How To Tell People You Have COVID-19?

Khang T. Vuong, MHA
Khang T. Vuong, MHA6 Oct 2021
Reviewed and Fact Checked ✔️

Unawareness and lack of communication can lead to an accelerated community spread between one individual to many others. A few things you should keep in mind:

  • It is not your fault that you are feeling this way; we are in a pandemic
  • Coronavirus can spread extremely quickly; one contact could turn into 30+ infected individuals
  • Not communicating is the same as contributing to the spread of this virus
  • You are doing people a favor by letting them know, and you could save lives by doing so

This framework of why, when, how, and what to say will guide you through the process of letting your loved ones know you might have Coronavirus, from the moment you suspect you may have COVID-19 symptoms to the moment you test positive.

While no one wants to hear that they may have been exposed to Coronavirus, fostering positive communication will help contain the spread of coronavirus by encouraging your loved ones to practice self-containment and minimize further exposure.

Why Should You Tell People You Have COVID-19?

According to McKinsey, the Coronavirus is much more contagious and lethal than the flu. The disease spreads from respiratory droplets, which can travel through the air when an infected person coughs or sneezes, or from close person-to-person contact, meaning people have come within six feet of one another.

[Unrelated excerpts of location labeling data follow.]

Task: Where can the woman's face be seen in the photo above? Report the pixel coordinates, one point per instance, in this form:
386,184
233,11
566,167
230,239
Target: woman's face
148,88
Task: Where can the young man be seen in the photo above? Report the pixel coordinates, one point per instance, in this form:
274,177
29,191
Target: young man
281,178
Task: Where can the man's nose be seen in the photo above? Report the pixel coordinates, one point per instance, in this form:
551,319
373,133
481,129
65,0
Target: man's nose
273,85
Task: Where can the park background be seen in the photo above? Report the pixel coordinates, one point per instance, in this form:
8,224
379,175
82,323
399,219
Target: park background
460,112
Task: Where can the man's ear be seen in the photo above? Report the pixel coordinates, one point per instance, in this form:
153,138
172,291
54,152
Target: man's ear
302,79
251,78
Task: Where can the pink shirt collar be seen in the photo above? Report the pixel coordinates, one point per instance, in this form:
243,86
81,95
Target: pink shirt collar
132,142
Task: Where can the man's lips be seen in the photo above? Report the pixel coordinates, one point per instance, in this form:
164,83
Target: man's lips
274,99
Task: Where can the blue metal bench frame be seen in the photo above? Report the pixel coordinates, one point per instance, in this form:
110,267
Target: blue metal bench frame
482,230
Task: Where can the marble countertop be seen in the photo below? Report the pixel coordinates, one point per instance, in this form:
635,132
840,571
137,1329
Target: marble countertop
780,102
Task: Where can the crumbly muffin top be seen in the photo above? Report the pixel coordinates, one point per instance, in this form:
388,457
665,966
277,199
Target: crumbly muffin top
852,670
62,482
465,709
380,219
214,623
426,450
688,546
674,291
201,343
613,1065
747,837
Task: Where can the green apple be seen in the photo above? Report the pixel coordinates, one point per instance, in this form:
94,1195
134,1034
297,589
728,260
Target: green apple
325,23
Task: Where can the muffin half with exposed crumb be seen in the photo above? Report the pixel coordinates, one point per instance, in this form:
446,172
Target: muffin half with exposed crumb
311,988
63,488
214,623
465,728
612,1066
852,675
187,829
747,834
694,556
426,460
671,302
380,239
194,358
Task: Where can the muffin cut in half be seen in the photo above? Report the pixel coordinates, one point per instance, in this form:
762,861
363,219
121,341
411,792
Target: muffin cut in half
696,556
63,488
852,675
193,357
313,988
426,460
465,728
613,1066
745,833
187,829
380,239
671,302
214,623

COVID 19 is much more infectious tha influenza
COVID 19 is much more infectious than influenza

Each host could spread to 2-4 other people without even knowing. This means that if you have come within six feet of someone who may have coronavirus, they have a higher chance of getting the infection from you, especially if masks were not being worn. 

Whether or not a person experiences symptoms, they can spread the disease to other people in the community. 

While most young, healthy people will recover from COVID-19, the elderly (ages 70 and over) are 40 to 90 times more likely to die from Coronavirus complications than younger adults in their 30s. This means you could unknowingly put yourself and your friends and family members at risk if preventative measures were taken lightly.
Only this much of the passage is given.